A Martin Scorsese masterstroke: The art of silence
For someone like Martin Scorsese, who is often regarded as one of the most important and significant filmmakers in all of cinema history, he has spent an entire lifetime making movies that are sure to stand the test of time. Now aged 77 and still going strong, Scorsese continues to work passionately on new projects—his latest feature being the sociopolitical-horror film The Irishman which was released last year.
A staunch cinema-lover apart from being one of the trailblazers of the New-Hollywood movement, Scorsese recounts several films and filmmakers being his inspiration growing up. John Cassavetes—the pioneer of American independent cinema—whose films are characterised by chatty and improvisational dialogues, heavily influenced Scorsese’s scripts and production and advised him to “make films about what you know”. Owing to his Italian roots, he also named ‘Italian Neorealism’ and, subsequently, the works of Roberto Rossellini and Vittorio De Sica amongst various other as substantial in his growth as a filmmaker.

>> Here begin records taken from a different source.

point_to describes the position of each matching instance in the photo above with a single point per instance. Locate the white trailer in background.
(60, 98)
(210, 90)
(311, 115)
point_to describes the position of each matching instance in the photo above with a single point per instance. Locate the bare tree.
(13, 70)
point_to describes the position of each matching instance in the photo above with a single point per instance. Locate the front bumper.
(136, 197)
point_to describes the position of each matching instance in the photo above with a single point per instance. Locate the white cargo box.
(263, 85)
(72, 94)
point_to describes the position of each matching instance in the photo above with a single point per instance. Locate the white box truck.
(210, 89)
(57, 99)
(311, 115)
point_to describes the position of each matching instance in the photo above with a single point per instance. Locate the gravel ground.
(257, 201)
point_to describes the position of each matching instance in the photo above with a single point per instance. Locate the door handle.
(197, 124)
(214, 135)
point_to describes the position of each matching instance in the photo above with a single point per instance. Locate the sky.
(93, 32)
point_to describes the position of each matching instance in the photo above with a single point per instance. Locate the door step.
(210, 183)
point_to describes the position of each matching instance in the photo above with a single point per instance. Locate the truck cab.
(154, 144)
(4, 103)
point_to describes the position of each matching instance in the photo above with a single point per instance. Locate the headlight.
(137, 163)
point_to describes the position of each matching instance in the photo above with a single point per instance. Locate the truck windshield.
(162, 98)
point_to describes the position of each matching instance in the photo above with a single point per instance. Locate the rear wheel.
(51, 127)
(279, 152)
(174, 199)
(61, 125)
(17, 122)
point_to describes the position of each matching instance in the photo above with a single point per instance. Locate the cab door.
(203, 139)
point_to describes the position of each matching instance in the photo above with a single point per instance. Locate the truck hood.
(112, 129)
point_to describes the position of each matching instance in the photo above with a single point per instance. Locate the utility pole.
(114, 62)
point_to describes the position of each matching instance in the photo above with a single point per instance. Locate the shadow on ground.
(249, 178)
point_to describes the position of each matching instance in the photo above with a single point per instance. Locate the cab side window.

Scorsese, who eventually won the Academy Award for Best Director for his 2006 film The Departed after several previous nominations, has since gone on to make numerous other features in a vast oeuvre—with stylistic contrasts that range from the controversial The Last Temptation of Christ to the 19th century Daniel Day-Lewis starring romantic-drama The Age of Innocence.
Thematic motifs like religious guilt, political corruption, and inevitably the Italian-American identity are present in most of his films; Scorsese is also renowned for several of his recurring filmmaking techniques. These include the use of slow motion, freeze frames, rapid editing and dynamic camera movements. However, one of the less-discussed of his cinematic masterstrokes, which can be seen in almost all of his films with varying degrees of implementation is that of intentional silence.
This fascination of his with the lack of sound and music – silence – reached its culmination with the production of his 2016 drama-epic Silence, which starred the likes of Andrew Garfield, Liam Neeson and Adam Driver. When questioned about the film, Scorsese had some very interesting things to say: “As you get older, ideas go and come. Questions, answers, loss of the answer again and more questions, and this is what really interests me. Yes, the cinema and the people in my life and my family are most important, but ultimately as you get older, there’s got to be more… Silence is just something that I’m drawn to in that way. It’s been an obsession, it has to be done… it’s a strong, wonderful true story, a thriller in a way, but it deals with those questions.”
This perhaps stands equally true for him, as well as his obsession with the all-important “art of silence.”